When I ask Cora about her influences and her tastes now, she goes back to the music she listened to at home when learning the fiddle. The old DeDanann records, Michael Coleman, Brendan McGlinchey. Frankie Gavin would be her number one. Her favourite musicians to play with are fiddlers and her favourite fiddler is her brother Sean. “”When the two of us play together I can definitely lock into him. I love it and we don’t really get a chance to play much together. We turn a tune upside down and we’ll knock a few rounds out of it too.” Cora loves the old standard traditional tunes and enjoys playing them over four, five or even six rounds when in company with like minded musicians. “In sessions people go from one tune to the next to the next tune so quickly and that kind of frustrated me just when you’d be getting into it properly” One of the things she enjoyed most about working with Michael Flatley was the live set they performed on stage with him during their shows when Michael would take up the flute and they would play a set of resounding traditional tunes. “That always brought the house down” she says.

Cora and Sean played two shows during Galway Arts festival last year showcasing their music together. The reaction they received which was overwhelming, prompted them to continue with the project and complete the album. They are now embarking on a tour of Ireland playing some of the finest venues in the country, but it’s not just a music concert that’s involved here, it is a show with several elements to it. Sean has put together a lighting design and a series of visual images, projections and animations which run alongside the music and weave in and out during the performance.
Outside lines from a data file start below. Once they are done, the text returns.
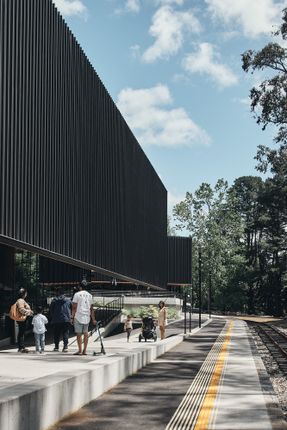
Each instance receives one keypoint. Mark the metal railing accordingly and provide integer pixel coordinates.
(107, 312)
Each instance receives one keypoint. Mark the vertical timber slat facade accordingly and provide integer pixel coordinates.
(179, 260)
(74, 183)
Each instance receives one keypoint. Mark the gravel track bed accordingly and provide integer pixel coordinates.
(277, 377)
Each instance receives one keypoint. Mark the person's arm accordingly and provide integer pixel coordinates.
(74, 310)
(93, 315)
(24, 308)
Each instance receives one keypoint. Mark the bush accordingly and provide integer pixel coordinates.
(152, 310)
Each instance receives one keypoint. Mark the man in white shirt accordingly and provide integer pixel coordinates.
(82, 313)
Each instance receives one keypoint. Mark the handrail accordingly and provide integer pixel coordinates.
(107, 312)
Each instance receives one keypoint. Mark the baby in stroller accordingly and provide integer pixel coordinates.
(148, 329)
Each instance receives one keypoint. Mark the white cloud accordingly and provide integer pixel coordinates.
(70, 7)
(168, 27)
(133, 5)
(254, 17)
(154, 123)
(204, 61)
(164, 2)
(173, 199)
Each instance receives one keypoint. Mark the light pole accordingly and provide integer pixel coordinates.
(184, 313)
(209, 282)
(199, 287)
(189, 309)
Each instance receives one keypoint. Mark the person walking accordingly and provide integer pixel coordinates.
(82, 313)
(39, 320)
(162, 319)
(128, 327)
(25, 310)
(60, 311)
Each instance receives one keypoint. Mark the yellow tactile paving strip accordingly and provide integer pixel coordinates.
(209, 400)
(195, 410)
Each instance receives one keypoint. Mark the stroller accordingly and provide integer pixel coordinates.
(148, 329)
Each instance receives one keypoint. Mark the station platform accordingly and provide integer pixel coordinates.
(212, 379)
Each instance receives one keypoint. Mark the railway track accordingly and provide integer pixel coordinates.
(275, 341)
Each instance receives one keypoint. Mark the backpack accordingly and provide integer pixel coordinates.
(15, 314)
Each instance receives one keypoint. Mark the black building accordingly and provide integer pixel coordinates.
(75, 185)
(179, 262)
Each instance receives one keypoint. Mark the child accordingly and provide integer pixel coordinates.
(128, 327)
(39, 321)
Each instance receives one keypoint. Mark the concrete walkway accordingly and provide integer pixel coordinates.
(38, 390)
(212, 380)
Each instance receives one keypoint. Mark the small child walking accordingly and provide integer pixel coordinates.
(128, 327)
(38, 322)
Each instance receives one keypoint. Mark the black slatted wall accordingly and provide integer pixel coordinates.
(179, 260)
(73, 178)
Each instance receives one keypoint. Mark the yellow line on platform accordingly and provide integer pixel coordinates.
(209, 400)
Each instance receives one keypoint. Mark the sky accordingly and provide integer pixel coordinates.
(173, 67)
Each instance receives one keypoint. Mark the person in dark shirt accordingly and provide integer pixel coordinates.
(60, 311)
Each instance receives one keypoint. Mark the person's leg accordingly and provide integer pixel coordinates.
(78, 330)
(37, 341)
(86, 339)
(79, 342)
(42, 342)
(57, 332)
(66, 330)
(21, 335)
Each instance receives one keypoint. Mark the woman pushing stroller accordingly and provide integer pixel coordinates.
(162, 319)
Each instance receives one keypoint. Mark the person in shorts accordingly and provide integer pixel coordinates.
(82, 313)
(128, 326)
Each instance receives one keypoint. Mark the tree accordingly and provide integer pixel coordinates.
(216, 231)
(269, 100)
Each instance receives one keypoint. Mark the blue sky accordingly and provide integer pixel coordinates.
(173, 67)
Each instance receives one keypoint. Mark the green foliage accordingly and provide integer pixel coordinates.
(241, 233)
(143, 311)
(268, 101)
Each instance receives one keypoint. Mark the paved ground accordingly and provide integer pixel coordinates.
(148, 399)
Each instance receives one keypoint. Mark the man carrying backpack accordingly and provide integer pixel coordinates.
(60, 311)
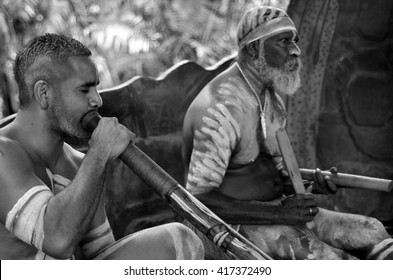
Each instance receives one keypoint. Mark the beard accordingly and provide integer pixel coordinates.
(285, 79)
(65, 123)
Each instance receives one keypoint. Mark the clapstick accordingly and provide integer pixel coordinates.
(182, 201)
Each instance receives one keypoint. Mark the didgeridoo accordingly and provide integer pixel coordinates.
(182, 201)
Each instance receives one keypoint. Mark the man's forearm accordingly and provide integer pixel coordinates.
(235, 211)
(70, 212)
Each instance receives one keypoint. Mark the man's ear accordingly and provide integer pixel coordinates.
(41, 93)
(253, 49)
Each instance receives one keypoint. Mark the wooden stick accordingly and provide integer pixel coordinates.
(290, 160)
(351, 181)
It promises to be quite different to the usual ‘music gig’ offering a complete sensory experience. The band is mostly those who played on the album. Jim Higgins, Damien Evans, Sean Og Graham and Andy Kinslow a friend of Sean’s from Manchester. Their first gig is at the Celtic Connections festival on February 2nd then onto the Town Hall Theatre Galway on Feb 16th, Glór in Ennis on the 19th, Siamsa Tíre, Tralee on the 20th, Backstage, Longford on the 21st and Dunmaise, Portlaoise on the 22nd. This is energetic and exciting traditional music at its best, retaining the reverence the tradition deserves but adding the textures of the world musical spectrum that ultimately is everyone’s influence.